Mailfraude straffen zijn potentieel zeer aanzienlijk. Hoewel de specifieke straf die een rechtbank oplegt sterk zal verschillen afhankelijk van de omstandigheden van de zaak, kan elke veroordeling wegens postfraude resulteren in hoge boetes, lange gevangenisstraffen, en andere straffen.

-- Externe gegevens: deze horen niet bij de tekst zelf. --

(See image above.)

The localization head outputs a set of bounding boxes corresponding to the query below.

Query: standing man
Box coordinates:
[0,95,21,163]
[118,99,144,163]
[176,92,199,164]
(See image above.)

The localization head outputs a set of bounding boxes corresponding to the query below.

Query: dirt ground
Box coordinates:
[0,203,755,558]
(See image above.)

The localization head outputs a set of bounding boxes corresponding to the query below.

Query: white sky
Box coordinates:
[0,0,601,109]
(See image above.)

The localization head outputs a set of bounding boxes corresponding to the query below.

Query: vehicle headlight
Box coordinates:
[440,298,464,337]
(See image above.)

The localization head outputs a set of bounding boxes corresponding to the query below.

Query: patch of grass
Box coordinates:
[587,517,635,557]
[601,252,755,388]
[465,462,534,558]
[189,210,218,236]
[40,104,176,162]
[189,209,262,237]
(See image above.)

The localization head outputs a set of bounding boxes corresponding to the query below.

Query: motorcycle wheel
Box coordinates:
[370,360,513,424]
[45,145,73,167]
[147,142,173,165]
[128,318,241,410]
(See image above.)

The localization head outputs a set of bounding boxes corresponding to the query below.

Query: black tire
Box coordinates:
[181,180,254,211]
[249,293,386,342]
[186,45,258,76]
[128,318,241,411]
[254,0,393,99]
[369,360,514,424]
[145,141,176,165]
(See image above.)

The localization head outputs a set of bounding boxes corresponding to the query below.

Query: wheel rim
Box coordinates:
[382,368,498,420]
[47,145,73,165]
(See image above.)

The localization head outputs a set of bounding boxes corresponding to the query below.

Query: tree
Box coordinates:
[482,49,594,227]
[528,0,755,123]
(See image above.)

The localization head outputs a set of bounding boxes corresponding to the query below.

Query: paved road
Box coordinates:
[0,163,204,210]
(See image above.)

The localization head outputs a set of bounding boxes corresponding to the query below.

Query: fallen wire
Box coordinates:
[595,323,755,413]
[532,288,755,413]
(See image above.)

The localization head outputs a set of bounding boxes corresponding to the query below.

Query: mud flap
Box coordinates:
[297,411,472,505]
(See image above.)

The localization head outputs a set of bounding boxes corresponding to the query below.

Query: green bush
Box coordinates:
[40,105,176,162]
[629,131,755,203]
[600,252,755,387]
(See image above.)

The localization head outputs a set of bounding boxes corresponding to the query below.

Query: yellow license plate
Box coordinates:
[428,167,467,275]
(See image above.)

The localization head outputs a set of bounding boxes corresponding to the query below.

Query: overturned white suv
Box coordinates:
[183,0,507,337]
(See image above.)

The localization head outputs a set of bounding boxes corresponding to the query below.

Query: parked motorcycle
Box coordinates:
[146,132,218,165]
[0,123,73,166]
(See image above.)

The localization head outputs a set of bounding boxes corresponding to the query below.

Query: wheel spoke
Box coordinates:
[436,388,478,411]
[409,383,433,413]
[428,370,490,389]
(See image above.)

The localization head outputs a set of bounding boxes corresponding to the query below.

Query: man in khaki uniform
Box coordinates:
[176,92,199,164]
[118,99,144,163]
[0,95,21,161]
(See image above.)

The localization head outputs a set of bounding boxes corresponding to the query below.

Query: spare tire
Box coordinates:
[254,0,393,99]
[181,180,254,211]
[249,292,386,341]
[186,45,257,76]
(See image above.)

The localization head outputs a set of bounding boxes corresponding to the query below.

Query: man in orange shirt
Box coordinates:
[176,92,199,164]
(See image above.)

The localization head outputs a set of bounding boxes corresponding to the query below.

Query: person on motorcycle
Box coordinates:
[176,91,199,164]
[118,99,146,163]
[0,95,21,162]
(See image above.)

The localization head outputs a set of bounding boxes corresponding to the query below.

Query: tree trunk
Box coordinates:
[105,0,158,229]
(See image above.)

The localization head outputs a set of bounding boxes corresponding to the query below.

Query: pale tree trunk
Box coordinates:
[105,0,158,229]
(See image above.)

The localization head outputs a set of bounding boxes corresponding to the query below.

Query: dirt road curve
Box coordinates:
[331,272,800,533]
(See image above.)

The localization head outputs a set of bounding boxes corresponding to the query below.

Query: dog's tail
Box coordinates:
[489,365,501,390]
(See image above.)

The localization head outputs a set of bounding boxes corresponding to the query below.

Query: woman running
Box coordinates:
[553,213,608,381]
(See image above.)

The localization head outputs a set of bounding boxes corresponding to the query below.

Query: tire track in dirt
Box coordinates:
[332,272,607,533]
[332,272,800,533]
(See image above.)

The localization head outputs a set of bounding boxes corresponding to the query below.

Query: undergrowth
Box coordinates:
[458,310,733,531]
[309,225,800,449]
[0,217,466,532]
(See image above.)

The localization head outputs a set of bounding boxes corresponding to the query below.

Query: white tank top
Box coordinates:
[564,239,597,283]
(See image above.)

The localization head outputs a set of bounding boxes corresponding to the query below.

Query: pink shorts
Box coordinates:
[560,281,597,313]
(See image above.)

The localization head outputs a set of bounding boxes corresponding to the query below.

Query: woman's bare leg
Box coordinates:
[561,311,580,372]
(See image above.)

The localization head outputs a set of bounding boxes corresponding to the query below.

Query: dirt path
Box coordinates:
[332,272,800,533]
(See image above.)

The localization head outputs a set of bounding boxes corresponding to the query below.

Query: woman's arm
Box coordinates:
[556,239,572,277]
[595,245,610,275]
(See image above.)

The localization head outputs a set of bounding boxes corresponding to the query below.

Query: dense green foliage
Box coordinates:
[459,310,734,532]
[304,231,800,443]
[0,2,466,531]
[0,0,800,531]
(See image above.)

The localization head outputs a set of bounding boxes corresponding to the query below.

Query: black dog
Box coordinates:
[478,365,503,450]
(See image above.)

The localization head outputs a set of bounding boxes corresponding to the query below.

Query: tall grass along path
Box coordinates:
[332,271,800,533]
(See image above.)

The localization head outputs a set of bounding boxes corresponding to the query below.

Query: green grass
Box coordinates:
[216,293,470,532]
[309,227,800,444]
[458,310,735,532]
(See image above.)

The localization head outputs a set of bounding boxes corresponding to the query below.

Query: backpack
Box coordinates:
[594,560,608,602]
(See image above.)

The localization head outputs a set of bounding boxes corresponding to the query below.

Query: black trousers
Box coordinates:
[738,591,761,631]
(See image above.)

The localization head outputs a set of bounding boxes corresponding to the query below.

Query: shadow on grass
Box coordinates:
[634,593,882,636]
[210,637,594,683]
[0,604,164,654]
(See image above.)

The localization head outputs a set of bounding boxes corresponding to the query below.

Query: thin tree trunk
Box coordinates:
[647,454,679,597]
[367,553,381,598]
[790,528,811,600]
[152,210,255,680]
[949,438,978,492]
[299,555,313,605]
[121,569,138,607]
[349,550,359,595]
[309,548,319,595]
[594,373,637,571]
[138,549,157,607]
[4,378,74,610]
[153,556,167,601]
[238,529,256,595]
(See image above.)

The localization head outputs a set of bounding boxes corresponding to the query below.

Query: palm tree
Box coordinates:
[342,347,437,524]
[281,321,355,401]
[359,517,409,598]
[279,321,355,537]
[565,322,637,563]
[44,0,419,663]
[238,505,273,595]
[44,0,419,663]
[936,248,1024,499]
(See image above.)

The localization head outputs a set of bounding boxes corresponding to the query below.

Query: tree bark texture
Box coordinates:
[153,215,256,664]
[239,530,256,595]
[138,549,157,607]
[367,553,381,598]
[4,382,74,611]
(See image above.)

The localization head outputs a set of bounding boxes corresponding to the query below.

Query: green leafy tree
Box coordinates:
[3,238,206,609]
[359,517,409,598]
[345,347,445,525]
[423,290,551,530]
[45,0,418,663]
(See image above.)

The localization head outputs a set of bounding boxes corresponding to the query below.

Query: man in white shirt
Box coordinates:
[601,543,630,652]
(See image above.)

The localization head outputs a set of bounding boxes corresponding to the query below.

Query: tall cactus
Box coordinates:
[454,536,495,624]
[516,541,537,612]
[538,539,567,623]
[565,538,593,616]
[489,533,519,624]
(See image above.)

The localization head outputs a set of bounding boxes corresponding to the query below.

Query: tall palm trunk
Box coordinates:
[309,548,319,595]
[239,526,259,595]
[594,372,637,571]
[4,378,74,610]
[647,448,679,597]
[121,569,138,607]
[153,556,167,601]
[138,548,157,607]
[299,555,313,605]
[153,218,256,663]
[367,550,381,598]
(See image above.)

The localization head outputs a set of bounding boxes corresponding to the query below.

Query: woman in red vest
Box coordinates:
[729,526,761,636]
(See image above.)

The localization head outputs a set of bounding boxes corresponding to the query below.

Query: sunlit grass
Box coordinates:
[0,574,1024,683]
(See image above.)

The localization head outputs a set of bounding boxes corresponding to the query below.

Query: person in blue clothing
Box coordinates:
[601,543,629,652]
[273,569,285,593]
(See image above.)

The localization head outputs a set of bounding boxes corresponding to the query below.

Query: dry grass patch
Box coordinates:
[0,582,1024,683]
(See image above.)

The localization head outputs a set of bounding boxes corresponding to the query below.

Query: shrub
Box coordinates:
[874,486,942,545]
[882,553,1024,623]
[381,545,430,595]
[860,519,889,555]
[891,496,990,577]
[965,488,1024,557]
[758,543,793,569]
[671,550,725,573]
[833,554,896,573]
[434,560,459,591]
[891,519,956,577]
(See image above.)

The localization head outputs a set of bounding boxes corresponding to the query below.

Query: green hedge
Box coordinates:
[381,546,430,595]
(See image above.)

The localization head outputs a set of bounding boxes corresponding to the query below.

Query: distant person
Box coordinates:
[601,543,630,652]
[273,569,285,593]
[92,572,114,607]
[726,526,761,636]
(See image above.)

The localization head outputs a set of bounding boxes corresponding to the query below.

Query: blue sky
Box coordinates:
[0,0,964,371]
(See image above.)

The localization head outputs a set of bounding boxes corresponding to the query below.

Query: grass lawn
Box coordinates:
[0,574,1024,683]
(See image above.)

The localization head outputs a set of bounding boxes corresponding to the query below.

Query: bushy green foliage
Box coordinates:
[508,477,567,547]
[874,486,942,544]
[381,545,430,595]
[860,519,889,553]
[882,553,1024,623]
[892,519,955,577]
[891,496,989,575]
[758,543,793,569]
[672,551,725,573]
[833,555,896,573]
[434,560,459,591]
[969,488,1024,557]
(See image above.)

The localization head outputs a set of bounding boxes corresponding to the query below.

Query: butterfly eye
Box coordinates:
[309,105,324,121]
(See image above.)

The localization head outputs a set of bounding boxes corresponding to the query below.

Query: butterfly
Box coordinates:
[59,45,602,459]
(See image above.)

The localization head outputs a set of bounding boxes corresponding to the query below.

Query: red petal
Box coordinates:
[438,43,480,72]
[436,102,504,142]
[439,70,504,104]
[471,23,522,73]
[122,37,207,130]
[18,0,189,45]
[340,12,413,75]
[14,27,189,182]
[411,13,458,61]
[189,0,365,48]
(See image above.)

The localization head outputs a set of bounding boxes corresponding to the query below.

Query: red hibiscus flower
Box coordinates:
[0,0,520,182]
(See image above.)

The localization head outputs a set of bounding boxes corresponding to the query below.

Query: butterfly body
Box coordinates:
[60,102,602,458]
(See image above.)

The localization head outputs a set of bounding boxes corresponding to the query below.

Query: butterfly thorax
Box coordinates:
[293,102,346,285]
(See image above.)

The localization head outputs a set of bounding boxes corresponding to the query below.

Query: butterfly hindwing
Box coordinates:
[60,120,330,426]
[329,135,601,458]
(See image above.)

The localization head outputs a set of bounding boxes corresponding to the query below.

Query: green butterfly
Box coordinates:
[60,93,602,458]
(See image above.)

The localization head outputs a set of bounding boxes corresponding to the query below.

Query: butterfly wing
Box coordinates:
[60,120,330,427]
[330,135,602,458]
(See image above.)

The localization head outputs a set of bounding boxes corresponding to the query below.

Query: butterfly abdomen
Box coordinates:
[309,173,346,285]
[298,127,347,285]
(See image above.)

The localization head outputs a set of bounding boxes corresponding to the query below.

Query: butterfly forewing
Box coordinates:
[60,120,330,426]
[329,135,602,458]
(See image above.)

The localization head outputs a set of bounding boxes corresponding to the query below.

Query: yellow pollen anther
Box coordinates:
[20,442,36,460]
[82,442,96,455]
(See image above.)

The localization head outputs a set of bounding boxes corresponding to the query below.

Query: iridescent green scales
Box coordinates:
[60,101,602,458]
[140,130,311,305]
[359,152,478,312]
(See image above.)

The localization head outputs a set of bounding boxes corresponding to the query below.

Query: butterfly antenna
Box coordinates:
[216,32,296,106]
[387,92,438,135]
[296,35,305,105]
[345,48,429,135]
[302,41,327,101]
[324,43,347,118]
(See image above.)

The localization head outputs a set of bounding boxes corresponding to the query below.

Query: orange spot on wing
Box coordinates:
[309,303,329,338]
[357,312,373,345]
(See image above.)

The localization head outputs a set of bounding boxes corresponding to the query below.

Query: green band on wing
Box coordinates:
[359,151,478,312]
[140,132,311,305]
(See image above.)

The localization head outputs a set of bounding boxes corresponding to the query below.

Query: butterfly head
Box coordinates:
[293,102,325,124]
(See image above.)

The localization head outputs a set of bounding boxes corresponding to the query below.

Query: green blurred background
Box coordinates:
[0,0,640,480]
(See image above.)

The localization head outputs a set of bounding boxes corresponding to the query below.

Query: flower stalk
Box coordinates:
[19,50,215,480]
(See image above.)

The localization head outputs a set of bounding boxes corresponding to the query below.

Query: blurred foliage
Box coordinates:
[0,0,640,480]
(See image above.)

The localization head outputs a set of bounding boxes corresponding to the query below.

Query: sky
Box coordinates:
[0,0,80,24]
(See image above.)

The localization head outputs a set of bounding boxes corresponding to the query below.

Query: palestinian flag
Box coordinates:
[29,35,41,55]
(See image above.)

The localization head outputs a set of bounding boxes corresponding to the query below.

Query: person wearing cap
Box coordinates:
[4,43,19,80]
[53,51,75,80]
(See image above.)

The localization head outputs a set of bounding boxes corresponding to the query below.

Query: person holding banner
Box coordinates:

  • Opsluiting. De potentiële gevangenisstraf voor een federaal postfraude misdrijf is zeer hoog. Elke overtreding kan resulteren in een straf van maximaal 20 jaar in de federale gevangenis. De straf kan echter zwaarder zijn als bij het misdrijf specifieke slachtoffers of elementen betrokken zijn. Wanneer bijvoorbeeld federale rampenbestrijding bij de fraude betrokken is of wanneer het slachtoffer een financiële instelling is, zijn straffen van 30 jaar per overtreding mogelijk.
  • Boetes. De boetes voor postfraude zijn ook zeer hoog. Een veroordeling voor één enkele overtreding van postfraude kan leiden tot een boete van maximaal $250.000. Voor fraude met financiële instellingen of federale rampenbestrijding zijn boetes tot 1 miljoen dollar per overtreding mogelijk.
  • Reclassering. Veroordelingen wegens postfraude kunnen ook tot een proeftijd leiden. Wie tot een proeftijd wordt veroordeeld, moet zich gedurende een bepaalde tijd (meestal één tot drie jaar of meer) aan bepaalde gerechtelijke voorwaarden houden in plaats van gevangenisstraf te moeten uitzitten. Deze voorwaarden beperken de vrijheden van de persoon, bijvoorbeeld door te eisen dat de reclasseringsambtenaar zich regelmatig bij een reclasseringstoezicht meldt, zich onderwerpt aan willekeurige huiszoekingen of willekeurige drugstests, niet omgaat met bekende criminelen en geen andere misdrijven pleegt.
  • Restitutie. Wanneer iemand bij postfraude wordt opgelicht of schade wordt berokkend aan een slachtoffer, maakt de rechter de terugbetaling deel uit van de straf. Restitutiebetalingen worden gedaan aan de slachtoffers zodat zij kunnen terugkrijgen wat zij als gevolg van de fraude hebben verloren. Restitutiebetalingen moeten worden gedaan in aanvulling op boetes, en wanneer voorwaardelijk wordt gegeven, worden ze een voorwaarde van de straf gemaakt.

Spreek met een advocaat

Als u wordt geconfronteerd met een aanklacht wegens postfraude, hebt u het advies nodig van een ervaren strafrechtelijk verdedigingsadvocaat. Zodra u hoort dat u wordt onderzocht voor, of beschuldigd van, een federaal misdrijf, moet u onmiddellijk op zoek naar een lokale strafrechtelijke verdediging advocaat. U kunt onbewust en schadelijk invloed op uw zaak door te spreken met onderzoekers zonder bevoegde wettelijke vertegenwoordiging. Praten met een strafrechtelijke verdediging advocaat die bekend is met postfraude wetten en die ervaring heeft met de lokale federale officieren van justitie en rechtbanken is de enige manier om ervoor te zorgen dat uw rechten worden beschermd in elke fase van het strafrechtelijk proces.

Geef een antwoord

Het e-mailadres wordt niet gepubliceerd.